米国株式は続落、金融安定化法案可決も米景気先行きに不安―10月4日8時39分配信 ロイター―

[ニューヨーク 3日 ロイター] 米国株式市場は続落。この日米下院は金融安定化法案を可決、ブッシュ大統領は法案に署名をした。ただ、救済策はクレジット市場の問題解決や米景気後退の回避にはつながらないとの見方が広がり、売りが優勢となった。


 米金融安定化法案が下院で可決され、もめにもめた法案騒動も一息ついたというところでしょうか。多くの無責任なコメンテーターやエコノミストは不安をあおるような発言を繰り返し、また雇用統計等の経済指標の悪化に、市場は不安心理を隠せないでいますが、統計はあくまで過去の数字。景気悪化は底に近付いていることは間違いないと思います。今後の推移を見守りましょう。 

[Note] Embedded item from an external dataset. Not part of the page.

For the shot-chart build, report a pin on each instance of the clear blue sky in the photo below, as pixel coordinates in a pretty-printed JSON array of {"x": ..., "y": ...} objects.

 この金融安定化法案がもめたのは、年収数千万円、あるいは数億円の社員を多数抱えるリーマンブラザーズのような会社のために自らの税金を使うのは耐えられないという風潮、また証券化商品でぼろもうけしている証券会社が、証券化商品のために破綻するのは自業自得だということもあるのかもしれません。確かにリーマンブラザーズ社員の退職金の平均額は一億円といわれていますし、そういう批判は十分に理解できます。

 しかし、リーマン、AIGなどの大企業と個人富裕層が納める税金で全体の8割がまかなわれている事実を見れば、景気回復、金融業界救済のために公的資金を注入するのはむしろ当然ではないかという気もします。税金はみんなが納めるものと言いながら、トーゴーサンピンとか言うように納めていない人もいますし、累進課税を採用していることからすれば、みんなが均等に使えるものではないとおもいます。納めるほうが累進課税なら、使い方も累進投入であってよいと思います。米上院議員、下院議員も重々承知の上で、承認したのでしょう。

 おそらく景気は上向いてくると思いますので、じっくり推移を見守りましょう!